UK & World News
Stephen Sutton Vigil As Donations Top £4m
The appeal by teenage cancer fund-raiser Stephen Sutton has passed £4m as thousands of people attend his two-day vigil.
The 19-year-old will never be forgotten because of the "incredible impact" he had on the lives of young people with cancer, said Teenage Cancer Trust - the charity he raised money for.
His vigil began at Lichfield Cathedral, Staffordshire, on Thursday evening, with friends and well-wishers forming long queues to pay their respects to the teenager whose courage facing terminal cancer inspired millions across the world.
His coffin was taken through the streets by horse-drawn hearse as hundreds lined the pavements.
The cathedral was so packed, dozens stood outside the doors, hoping to catch a glimpse of the service.
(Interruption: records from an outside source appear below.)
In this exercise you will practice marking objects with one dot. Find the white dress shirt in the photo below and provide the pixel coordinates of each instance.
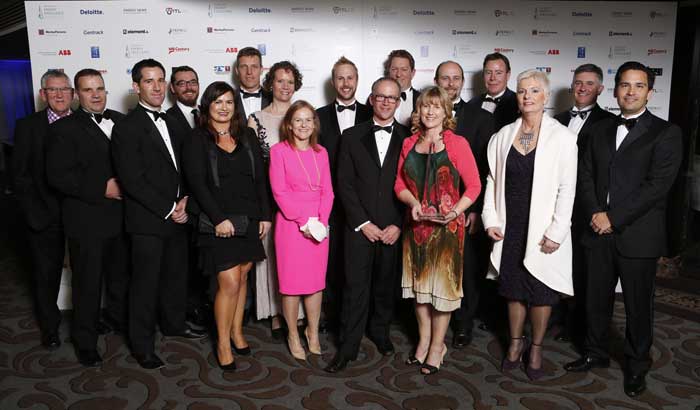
(576, 123)
(403, 114)
(491, 106)
(382, 139)
(346, 119)
(187, 112)
(251, 104)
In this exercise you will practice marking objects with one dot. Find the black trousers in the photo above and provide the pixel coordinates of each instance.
(605, 265)
(47, 251)
(158, 288)
(369, 291)
(94, 260)
(476, 259)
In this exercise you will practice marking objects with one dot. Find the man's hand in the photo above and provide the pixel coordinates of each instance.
(372, 232)
(473, 223)
(390, 234)
(600, 223)
(113, 191)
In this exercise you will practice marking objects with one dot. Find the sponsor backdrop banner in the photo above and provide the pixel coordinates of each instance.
(551, 36)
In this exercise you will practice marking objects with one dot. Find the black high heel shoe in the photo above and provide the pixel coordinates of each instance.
(507, 364)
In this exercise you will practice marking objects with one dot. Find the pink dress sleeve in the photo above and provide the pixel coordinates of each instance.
(327, 196)
(283, 194)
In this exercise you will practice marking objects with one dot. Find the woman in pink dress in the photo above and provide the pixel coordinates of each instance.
(301, 185)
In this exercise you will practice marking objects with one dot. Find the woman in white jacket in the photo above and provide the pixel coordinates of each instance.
(528, 202)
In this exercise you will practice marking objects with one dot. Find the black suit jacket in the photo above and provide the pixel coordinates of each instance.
(38, 202)
(637, 176)
(78, 165)
(329, 137)
(365, 187)
(477, 126)
(596, 114)
(149, 179)
(506, 111)
(179, 118)
(265, 100)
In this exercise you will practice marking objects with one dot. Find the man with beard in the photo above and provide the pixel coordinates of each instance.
(79, 166)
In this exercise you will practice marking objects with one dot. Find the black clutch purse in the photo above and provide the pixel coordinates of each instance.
(240, 224)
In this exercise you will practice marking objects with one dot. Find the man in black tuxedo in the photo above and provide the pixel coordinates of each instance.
(368, 159)
(146, 152)
(184, 85)
(79, 166)
(476, 125)
(335, 118)
(401, 66)
(498, 100)
(586, 86)
(40, 204)
(251, 96)
(625, 175)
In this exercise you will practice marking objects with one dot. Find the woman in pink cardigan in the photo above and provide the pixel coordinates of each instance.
(301, 185)
(434, 162)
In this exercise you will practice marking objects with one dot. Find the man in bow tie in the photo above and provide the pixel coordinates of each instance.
(146, 149)
(498, 100)
(184, 86)
(477, 126)
(336, 117)
(367, 165)
(586, 86)
(247, 69)
(79, 166)
(629, 165)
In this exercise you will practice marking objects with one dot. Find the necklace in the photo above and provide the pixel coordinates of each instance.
(308, 178)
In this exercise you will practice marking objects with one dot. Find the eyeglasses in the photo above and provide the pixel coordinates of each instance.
(183, 83)
(388, 98)
(54, 90)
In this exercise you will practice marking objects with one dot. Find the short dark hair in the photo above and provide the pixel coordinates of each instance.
(497, 56)
(635, 65)
(400, 54)
(590, 68)
(136, 75)
(248, 52)
(437, 70)
(181, 69)
(210, 94)
(286, 66)
(85, 72)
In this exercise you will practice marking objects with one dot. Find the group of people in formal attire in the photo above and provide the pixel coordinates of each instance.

The Dean of Lichfield, the Very Reverend Adrian Dorber, told gathered mourners Stephen "in his all too brief life" had taught "how to make the unacceptable, beautiful".
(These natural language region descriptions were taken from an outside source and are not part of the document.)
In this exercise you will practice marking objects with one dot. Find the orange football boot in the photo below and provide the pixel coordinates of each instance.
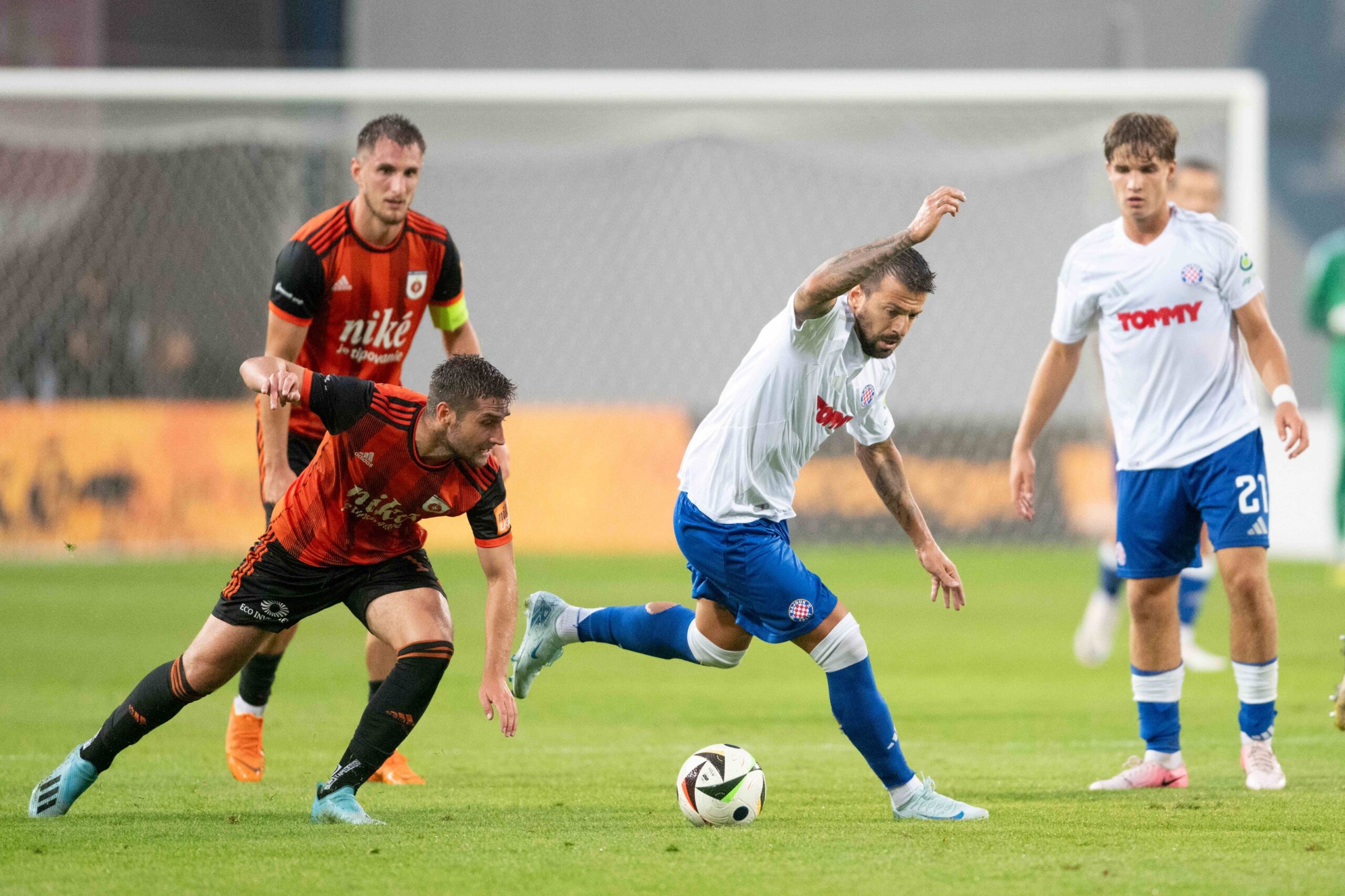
(243, 746)
(396, 772)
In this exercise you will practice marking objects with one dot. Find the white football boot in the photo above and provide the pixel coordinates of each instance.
(1264, 772)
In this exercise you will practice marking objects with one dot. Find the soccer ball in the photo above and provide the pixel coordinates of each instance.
(721, 785)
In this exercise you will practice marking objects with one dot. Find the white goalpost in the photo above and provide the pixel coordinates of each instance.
(625, 233)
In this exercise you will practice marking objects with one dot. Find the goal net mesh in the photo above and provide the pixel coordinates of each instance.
(613, 253)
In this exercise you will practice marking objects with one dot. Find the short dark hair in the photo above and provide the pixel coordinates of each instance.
(396, 128)
(1142, 131)
(464, 380)
(1199, 164)
(908, 267)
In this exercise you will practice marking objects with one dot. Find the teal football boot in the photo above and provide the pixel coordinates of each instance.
(541, 643)
(57, 793)
(928, 805)
(339, 808)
"He chose to share his exuberance with us, not his pain," he added.
Stephen originally started the charity drive on his justgiving.com page†and hoped to raise £10,000,†but donations continue to pour in from people touched by his example.
He died on May 14 after succumbing to multiple tumours.
Among those paying tribute at the cathedral were Celia Houghton and her 14-year-old daughter Freya, who went to school with Stephen.
The teenager remembered a powerful speech the young man gave to the school's assembly a year ago, saying "he was one person who stood out".
"The one thing that spoke to me was when he said 'don't measure time by the clock, measure it by what you do'," added Freya. "When he died, people cried at school."
Teenage Cancer Trust's chief executive Siobhan Dunn said: "Stephen's an extraordinary young man who has had the most incredible impact on the lives of so many young people with cancer.
"I think it's really important there's a public celebration of Stephen's life and I think that's exactly what he would have wanted."
Stephen's mother Jane Sutton called for people not to wear black to the vigil, but to "do something to make others happy".
Yellow ribbons have appeared around Stephen's home town of Burntwood and other towns in Staffordshire, because of its association with summer - Stephen's favourite season.
Before his death, he said: "I don't see the point in measuring life in terms of time anymore. I'd rather measure life in terms of making a difference."